Monday, March 7, 2022

View that Sufism Represents a Stabilizing Factor Across Former Soviet Space Wins Support in Moscow

Paul Goble

            Staunton, Mar. 4 – Sufism, the mystical trend in Islam, can be an ally of Muslim mullahs and imams and even the Russian state, by attracting young Russians to it and thus protecting them from the baleful influence of radical “pseudo-religious extremism,” Ildar Safargaleyev has long argued.

            The head of the Islamic research department of the Moscow Institute for CIS Countries says that some Muslim leaders in the North Caucasus and many elsewhere as for example in the Middle Volga do not accept this idea because they see Sufism as undermining the legal principles of the faith (materik.ru/analitika/sufizm-v-rossii-kak-deystvennaya-alte/).

            But in fact, for centuries, Muslims have accepted Sufism as a trend that creates spiritual leaders capable of winning over the young and even have insisted that those trained in regular Islamic medrassahs or universities study with a Sufi sheikh after completing their formal Islamic educations.

            In Russia, however, because of the propensity of the authorities to model other faiths on the basis of Orthodox Christianity, both Soviet and later Russian Federation authorities bought into the idea that a regular formal Islamic education was enough and that Sufism was something threatening rather than supportive of the faith.

            In 2016, things began to change when an international Islamic conference in Grozny, Chechnya, adopted a resolution stressing that Sufism was an integral part of Sunni Islam and that those who studied to be imams, mullahs and alims should acquire direct knowledge about Sufism.

            Now, Safargaleyev’s position has received another endorsement from a group of people one might least expect it from, Russian government officials and analysts who had continued the Soviet tradition of viewing Sufism as an underground movement that threatened the tsars in the North Caucasus in the 19th century and the USSR in the 20th.

            A week ago, the Islamic specialist at the Institute for CIS Countries in Moscow jointly with the Rasulev Club organized a roundtable on “Sufism in the Eurasian Space as a Factor of Stabilization and Harmony” (i-sng.ru/novosti/rol-sufizma-v-garmonii-i-stabilnost/ and materik.ru/analitika/sufizm-na-evraziyskom-prostranstve-k/).

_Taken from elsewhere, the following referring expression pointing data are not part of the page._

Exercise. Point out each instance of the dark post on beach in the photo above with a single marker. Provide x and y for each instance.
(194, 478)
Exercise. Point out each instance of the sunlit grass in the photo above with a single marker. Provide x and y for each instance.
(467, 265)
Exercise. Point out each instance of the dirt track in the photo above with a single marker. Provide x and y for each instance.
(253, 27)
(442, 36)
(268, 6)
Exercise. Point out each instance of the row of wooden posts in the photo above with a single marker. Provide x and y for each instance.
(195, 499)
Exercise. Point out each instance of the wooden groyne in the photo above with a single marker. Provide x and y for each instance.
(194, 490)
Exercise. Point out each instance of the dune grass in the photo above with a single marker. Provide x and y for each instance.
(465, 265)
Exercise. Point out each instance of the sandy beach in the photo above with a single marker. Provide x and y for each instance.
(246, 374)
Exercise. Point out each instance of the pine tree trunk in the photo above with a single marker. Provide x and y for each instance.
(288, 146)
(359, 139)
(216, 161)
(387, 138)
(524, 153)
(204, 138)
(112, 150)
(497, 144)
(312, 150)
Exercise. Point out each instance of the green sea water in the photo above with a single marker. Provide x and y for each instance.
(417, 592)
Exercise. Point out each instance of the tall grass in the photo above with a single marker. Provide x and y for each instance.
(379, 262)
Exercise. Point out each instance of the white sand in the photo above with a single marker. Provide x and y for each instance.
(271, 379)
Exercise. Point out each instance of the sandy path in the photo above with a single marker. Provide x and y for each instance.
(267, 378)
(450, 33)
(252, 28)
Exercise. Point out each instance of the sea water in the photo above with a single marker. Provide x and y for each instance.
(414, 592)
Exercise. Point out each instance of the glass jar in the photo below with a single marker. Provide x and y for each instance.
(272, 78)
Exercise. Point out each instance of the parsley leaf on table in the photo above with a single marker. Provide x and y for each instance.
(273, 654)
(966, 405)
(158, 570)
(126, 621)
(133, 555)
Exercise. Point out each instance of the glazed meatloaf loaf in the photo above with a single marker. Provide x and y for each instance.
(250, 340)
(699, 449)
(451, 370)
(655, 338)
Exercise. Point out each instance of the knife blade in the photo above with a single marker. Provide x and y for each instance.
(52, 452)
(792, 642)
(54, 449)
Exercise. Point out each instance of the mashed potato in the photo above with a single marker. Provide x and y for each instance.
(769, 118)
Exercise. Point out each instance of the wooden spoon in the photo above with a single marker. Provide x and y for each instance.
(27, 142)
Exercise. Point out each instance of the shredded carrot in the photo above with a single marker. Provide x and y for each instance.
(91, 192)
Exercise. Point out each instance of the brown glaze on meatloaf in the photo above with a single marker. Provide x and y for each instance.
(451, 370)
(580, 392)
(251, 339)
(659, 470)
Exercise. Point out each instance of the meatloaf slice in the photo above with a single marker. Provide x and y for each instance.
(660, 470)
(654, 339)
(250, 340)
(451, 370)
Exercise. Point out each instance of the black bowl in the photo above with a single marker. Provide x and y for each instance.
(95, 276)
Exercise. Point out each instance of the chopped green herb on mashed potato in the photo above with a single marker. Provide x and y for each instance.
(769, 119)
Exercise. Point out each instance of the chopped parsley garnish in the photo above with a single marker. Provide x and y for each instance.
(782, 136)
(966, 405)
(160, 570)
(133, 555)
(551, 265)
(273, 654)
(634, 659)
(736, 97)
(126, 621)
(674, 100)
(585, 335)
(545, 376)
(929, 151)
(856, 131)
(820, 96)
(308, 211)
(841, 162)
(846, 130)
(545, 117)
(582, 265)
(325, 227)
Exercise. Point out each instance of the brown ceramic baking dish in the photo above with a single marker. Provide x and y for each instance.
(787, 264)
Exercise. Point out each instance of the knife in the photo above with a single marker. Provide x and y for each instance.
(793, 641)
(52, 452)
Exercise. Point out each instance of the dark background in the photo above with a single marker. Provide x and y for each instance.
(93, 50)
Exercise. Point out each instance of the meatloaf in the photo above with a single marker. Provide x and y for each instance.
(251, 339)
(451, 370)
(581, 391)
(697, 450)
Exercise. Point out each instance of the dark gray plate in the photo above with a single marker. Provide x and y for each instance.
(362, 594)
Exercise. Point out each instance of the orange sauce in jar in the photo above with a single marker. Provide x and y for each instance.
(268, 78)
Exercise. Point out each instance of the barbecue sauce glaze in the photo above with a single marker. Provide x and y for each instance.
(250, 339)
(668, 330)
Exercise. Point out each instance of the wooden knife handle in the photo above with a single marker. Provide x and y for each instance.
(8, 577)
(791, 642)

            At the meeting, which took place in the wake of the violence in Kazakhstan, Safargaliyev expanded on his earlier arguments in favor of the promotion of Sufism as a supplement to official Islam and one that can keep societies calm by immunizing young people against Islamist radicalism to apparent acclaim by Russian officials.

            He argued that the two republics in the Russian Federation where Sufism is the most widespread, Daghestan and Chechnya, are also the places where stability and social harmony is the greatest. Had Kazakhstan and other Muslim areas adopted their welcoming attitude to Sufism, they would not have suffered as they have.

            How far Moscow is prepared to go in the direction of promoting a trend in Islam that has long been anathema in the Russian capital, of course, ,remains to be seen; but the fact of this meeting suggests that there is a groundswell of support for doing just that, something completely unimaginable until recently.